Aprender a salvar vidas para um part-time nas férias de verão

Os candidatos são, na maioria, estudantes universitários à procura de uma carreira sem um compromisso temporal longo. Mas ser nadador-salvador é também uma grande responsabilidade. Para aprenderem a estar à altura existem cursos obrigatórios.
Publicado a
Atualizado a

Ainda nadam na piscina e os fatos de banho não são laranja e amarelos, mas, dentro de um mês, os 20 jovens que aqui treinam estarão aptos para vigiar as praias nacionais. Ao fim de duas semanas de aulas já aprenderam a fazer salvamentos e como atuar se a vítima estiver inconsciente.

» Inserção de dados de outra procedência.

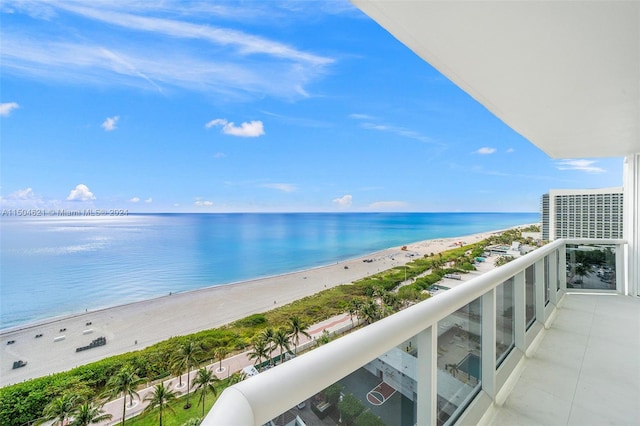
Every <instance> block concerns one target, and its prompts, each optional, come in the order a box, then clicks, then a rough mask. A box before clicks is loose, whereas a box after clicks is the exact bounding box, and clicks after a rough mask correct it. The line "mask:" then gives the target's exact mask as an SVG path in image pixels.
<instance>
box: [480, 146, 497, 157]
mask: <svg viewBox="0 0 640 426" xmlns="http://www.w3.org/2000/svg"><path fill="white" fill-rule="evenodd" d="M494 152H496V149H495V148H489V147H488V146H483V147H482V148H480V149H479V150H477V151H476V154H481V155H487V154H493V153H494Z"/></svg>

Além das provas físicas - que são exigentes, mas não impossíveis, garantem os responsáveis - os futuros nadadores-salvadores têm de passar ainda testes teóricos sobre suporte básico de vida e outras regras de atuação.

Estão a decorrer neste momento, por todo o país, os últimos cursos de nadadores-salvadores antes do arranque da época balnear. Há um ano que esta formação foi entregue a escolas privadas, ficando o Instituto dos Socorros a Náufragos (ISN) com a responsabilidade de certificar os formadores e avaliar e certificar os futuros nadadores-salvadores no final dos cursos. É também da sua responsabilidade aprovar o manual usado nos cursos. No prazo de um ano foram certificadas dez escolas privadas.

Na piscina do ginásio Mega Craque, em Telheiras, treinam os alunos da escola 4 Emes, uma das primeiras a ter certificação. "No ano passado, fizemos 32 ações, formando cerca de 640 nadadores-salvadores. Este ano está a correr dentro dos mesmos moldes, temos cerca de 20 ações já ministradas em todo o país", aponta António Coelho, coordenador de projetos de formação da 4 Emes.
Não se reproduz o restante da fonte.